Belediye mevzuatında belediyelerin sağlık eğitim alanında çalışan kamuya yararlı dernek ve vergi muafiyeti olan vakıflara bu tür katkı yapabileceği, ortak hizmet projeleri yapabileceği tanımlanmış olan bir durum. Bunu bedelli de yapabilirler bedelsiz de. Dolayısıyla Fatih Belediyesi, mevzuatta tanımlanmış olan bir tasarruf yetkisini kullanmış, kendi mekanizmalarını çalıştırarak, belediye meclisinde oylayarak bir karar almış ve uygulamış. Bir belediyenin eğitim gibi bir konuda bir vakıfla işbirliği yapması kınanacak değil takdir edilecek bir konu. Ayrıca şunu da unutmamak lazım. Sözleşme sona erdiğinde belediye arsayı üzerinde yurtla birlikte devralacak. Belediye mülklerinde artış olacak. Bunu eleştirmek yerine desteklemek lazım.
Şöyle. Orada evet bir projemiz var ve o gayrimenkulün kullandırtılmasıyla alakalı gerekli yasal başvurular yapılmış ve 30 yıllık bir intifa hakkı tesisi için gerekli işlemler yürümektedir. Hazine arazisi üzerinde Vakfımız lehine 30 yıllık bir intifa hakkı tesis edildiğinde bu arsanın mülkiyet hakları TÜRGEV''e geçmiş olmuyor. Aksine 30 yıl sonunda üzerine yapılacak Üniversite binası ile birlikte tüm bina devletin mülkiyetine geçmiş oluyor. Bu konunun özellikle doğru anlaşılması gerek.

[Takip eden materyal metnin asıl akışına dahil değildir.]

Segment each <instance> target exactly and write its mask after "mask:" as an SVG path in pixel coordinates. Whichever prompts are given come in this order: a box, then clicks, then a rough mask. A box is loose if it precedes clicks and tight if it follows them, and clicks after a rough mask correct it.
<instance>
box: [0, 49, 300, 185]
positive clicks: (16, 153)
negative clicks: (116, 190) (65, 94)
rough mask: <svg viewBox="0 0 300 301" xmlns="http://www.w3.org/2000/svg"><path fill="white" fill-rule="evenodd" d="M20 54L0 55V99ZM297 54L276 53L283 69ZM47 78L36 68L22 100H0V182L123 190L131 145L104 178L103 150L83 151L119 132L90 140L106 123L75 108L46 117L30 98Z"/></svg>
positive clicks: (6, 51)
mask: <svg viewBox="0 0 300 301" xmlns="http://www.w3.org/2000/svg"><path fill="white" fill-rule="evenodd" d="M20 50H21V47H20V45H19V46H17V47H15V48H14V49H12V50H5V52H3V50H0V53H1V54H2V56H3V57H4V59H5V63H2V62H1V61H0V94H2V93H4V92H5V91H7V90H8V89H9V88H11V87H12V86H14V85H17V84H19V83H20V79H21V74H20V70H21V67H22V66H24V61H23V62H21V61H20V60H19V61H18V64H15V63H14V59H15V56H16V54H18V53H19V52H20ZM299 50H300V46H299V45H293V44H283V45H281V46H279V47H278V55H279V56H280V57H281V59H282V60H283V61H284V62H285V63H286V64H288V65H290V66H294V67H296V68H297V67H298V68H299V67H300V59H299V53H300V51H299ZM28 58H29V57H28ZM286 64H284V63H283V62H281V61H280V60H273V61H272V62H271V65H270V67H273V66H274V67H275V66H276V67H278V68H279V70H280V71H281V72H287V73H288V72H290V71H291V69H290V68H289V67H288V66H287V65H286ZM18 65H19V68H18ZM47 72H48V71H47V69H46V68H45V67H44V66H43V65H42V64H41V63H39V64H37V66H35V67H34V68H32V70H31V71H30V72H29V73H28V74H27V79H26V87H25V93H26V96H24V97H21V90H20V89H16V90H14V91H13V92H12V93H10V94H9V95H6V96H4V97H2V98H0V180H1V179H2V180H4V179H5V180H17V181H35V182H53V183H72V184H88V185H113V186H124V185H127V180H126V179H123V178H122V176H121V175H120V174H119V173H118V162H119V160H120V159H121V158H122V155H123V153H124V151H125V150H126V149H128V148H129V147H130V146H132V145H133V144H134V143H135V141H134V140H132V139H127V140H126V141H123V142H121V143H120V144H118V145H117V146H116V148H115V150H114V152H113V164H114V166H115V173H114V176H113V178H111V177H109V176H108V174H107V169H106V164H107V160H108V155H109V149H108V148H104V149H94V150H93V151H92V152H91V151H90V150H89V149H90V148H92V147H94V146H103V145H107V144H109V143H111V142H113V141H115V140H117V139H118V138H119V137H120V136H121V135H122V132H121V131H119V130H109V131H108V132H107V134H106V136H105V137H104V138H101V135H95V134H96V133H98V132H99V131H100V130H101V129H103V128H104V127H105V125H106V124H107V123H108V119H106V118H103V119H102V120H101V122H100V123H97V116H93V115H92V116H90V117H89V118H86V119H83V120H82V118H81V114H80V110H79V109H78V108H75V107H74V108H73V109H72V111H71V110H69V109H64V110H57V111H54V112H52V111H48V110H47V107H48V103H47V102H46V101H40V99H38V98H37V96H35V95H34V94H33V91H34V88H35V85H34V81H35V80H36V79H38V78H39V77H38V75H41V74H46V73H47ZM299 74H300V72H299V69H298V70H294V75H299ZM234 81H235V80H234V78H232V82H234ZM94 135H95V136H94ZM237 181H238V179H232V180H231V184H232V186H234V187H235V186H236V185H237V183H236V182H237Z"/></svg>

Dünya standartlarında olmasını istiyoruz. Ama ihtisas alanı henüz belirlenmedi.
Sayın Başbakan bunu söylediğinde ben bunu bir babanın, bir ağabeyin sevdiği bir insana bir nasihati gibi gördüm. Basında eleştirilince de durdum baktım ''bende böyle bir hissiyat oluştu mu'' diye bekâr bir insan olduğum için. Şöyle düşünüyorum, biz kariyer yapmış hanımlar toplum içinde mağrur geziyoruz ama aslında içten içe anne olma, aile kurma arzumuz var. Eskiden görücü usulü işliyordu, artık insanlar sorumluluk almak istiyor. Ben Sayın Başbakan''ın ya da başka kanaat önderlerinin bu konuları gündeme getirmesini, kariyer yapmış ve bu yaşa kadar evlenmemiş bir kadın olarak çok değerli buluyorum. Hiç de hayatıma müdahale olarak görmüyorum, aksine bu bir kıymet verme halinin tezahürüdür benim için.
Markamız da logomuz da gayet başarılı. Logomuz farklı renklerden oluşur ve toplumun farklı kesimlerinden oluştuğunu, herkese açık olduğunu sembolize eder. İsmimizin yıprandığını düşünmüyorum. Anadolu''ya gidip TÜRGEV için çalıştığımızı söylediğimizde, bizim sağlam emin duruşumuzu gördüklerinde insanlar bize, aman eğitim alanında çalışmaya devam edin, biz nasıl yardımcı olabiliriz diye samimiyetle soruyorlar. İsim değişikliği ancak biz kendimize inanmasaydık ya da yanlış bir şey yapsaydık söz konusu olabilirdi. Ama tam tersine.
Keşke daha farklı cevap verebilseydim ama Sayın Başbakan''ın çocukları burada olmasaydı biz şu an bu hikâyeleri konuşmuyor olacaktık. Ama TÜRGEV hedef alınarak yapılan bu saldırıların gençlerimizin eğitimlerine yönelik gayretlere, dolayısıyla Türkiye''nin geleceğine zarar verdiğini unutmamak, yapılanları da bu gözle değerlendirmek lazım.